MongoDB: Aggregation workaround by helper collection

aggregatemongodbnosql

Since I regularly run against mongodb's document size limit and also aggregation framework's group limitations >16M, depending on the amount of data I need to process, I look for a simple workaround.

The solution must also fit for single nodes (and must not require multiple mongos).

Saying in few words, it's an aggregation for finding

(a) the number (count) of uniques in a field and group the number by another field

(b) the frequency or count how often a unique id appeared.

An example could make the task easier to understand: Lets say there is a collection with 2 fields, the last and surname.

(ex a) How many different surnames exist for each last name? Result could be: There are 1000 unique (distinct) surnames for last name "smith", 500 different surnames for people with last name "schulz" etc.

=> this could also be solved with distinct count and/or mapreduce etc. no limitation is exceeded. anyways, it seems to be a slow table scan and aggregation framework does the task much faster.

(ex b) How popular are surnames for each last name? Result: With the last name "smith" there are different 500 sur names which appear only once, 200 sur names which appear 2 times, 45 are listed 3 times our data, …

=> here it is very comfortable to work with mongodb's aggregation framework which handles this task fast and properly. However, trying the task with lots of uniques in a 15GB collection, it worries about the 16M limitation.

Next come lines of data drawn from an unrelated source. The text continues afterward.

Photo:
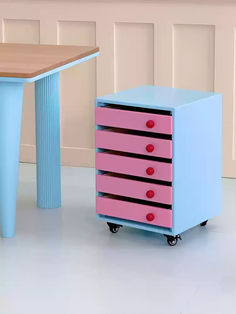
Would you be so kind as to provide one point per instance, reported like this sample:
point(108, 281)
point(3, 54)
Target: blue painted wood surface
point(47, 104)
point(39, 77)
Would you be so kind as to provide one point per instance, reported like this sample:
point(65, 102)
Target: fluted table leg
point(47, 100)
point(11, 97)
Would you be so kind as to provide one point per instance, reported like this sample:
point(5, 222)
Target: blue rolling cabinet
point(158, 159)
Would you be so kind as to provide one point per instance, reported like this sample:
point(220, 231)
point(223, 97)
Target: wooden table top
point(28, 61)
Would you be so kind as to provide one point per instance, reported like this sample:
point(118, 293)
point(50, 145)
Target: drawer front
point(133, 144)
point(136, 212)
point(133, 120)
point(134, 189)
point(134, 166)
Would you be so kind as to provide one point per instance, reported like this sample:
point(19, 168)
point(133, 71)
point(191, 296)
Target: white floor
point(67, 262)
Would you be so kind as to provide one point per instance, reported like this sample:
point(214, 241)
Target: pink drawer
point(133, 120)
point(135, 189)
point(133, 143)
point(134, 166)
point(132, 211)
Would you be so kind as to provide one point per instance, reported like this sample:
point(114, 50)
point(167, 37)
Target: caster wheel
point(204, 223)
point(114, 228)
point(171, 240)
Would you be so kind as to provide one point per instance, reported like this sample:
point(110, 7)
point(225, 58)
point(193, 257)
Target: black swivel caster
point(171, 240)
point(204, 223)
point(114, 228)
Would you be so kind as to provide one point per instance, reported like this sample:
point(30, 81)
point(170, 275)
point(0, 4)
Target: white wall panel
point(78, 91)
point(134, 54)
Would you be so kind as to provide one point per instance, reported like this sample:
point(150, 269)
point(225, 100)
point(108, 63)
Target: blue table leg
point(11, 98)
point(47, 99)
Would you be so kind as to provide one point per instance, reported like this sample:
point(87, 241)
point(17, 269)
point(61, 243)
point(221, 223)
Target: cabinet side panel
point(197, 154)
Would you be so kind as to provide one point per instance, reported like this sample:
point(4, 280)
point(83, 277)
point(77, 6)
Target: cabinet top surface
point(165, 98)
point(28, 61)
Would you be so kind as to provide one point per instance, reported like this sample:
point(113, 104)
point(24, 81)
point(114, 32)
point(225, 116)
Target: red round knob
point(149, 148)
point(150, 194)
point(150, 124)
point(150, 217)
point(150, 171)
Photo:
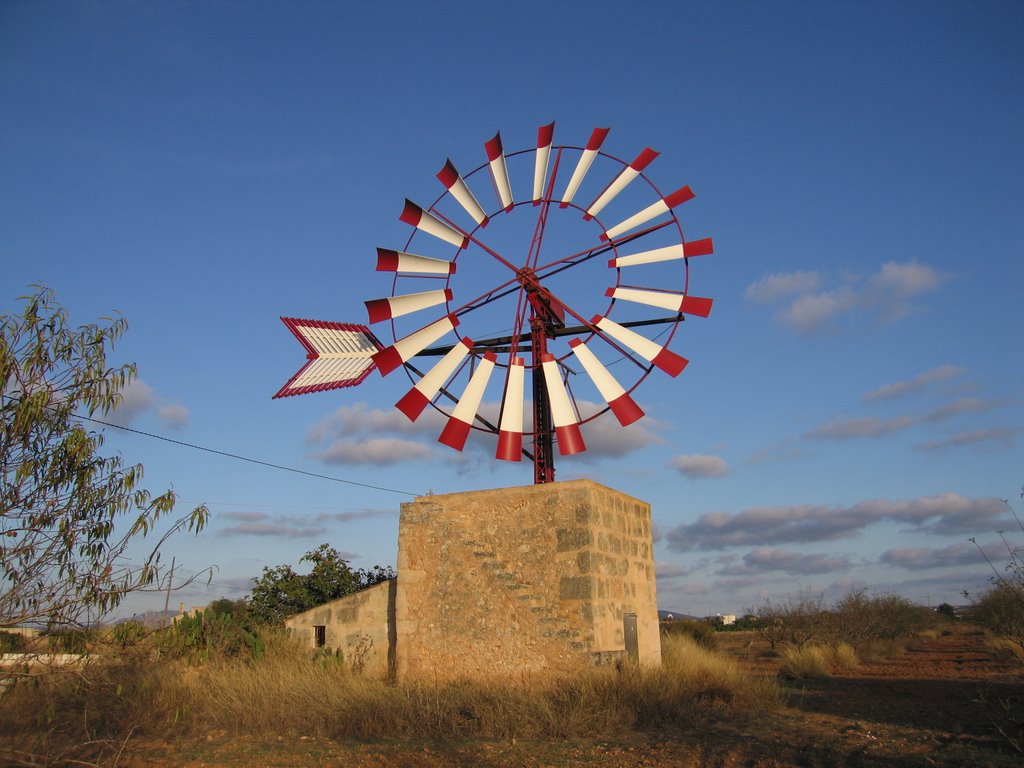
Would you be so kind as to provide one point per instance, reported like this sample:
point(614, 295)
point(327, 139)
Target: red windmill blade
point(536, 290)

The first workaround was successfull but is only a quick'n'dirt non-scaleable trick:
Instead of processing all the data and $group afterwards, I filter ($match) for each $group-item. With the example from above, I look up all distinct last names, run one aggregation per lastname and reduce the pipeline data before aggregation starts.

This avoids the 16M limit issue if the amount of data for a single $group-item (last name) is not too much. => only quick'n'dirty workaround.

Another idea is a help collection for the COUNTs.

I could iterate each input document and write into another collection the surnames and one field per lastname with the counter.

E.g. surname=John count_with_Lastname.smith=10, count_with_Lastname.brown=2, …

Building this helper collection is very slow, isn't it? When incrementing +1 which is 1 update/write per input document, I fear this could take forever 🙁

Is there a best-practice or tips for solving this task (withouth multiple nodes and without Hadoop or alternatives)?

Please let me know

Best Answer

Once you go beyond the limitations you mention (until $out is supported at least), then your best option is Map Reduce. If you are going to run multiple Map Reduce jobs, I would recommend version 2.4 at least (uses V8 engine, muti-threaded). For an example of how to do a unique count with Map Reduce, take a look here:

http://cookbook.mongodb.org/patterns/unique_items_map_reduce/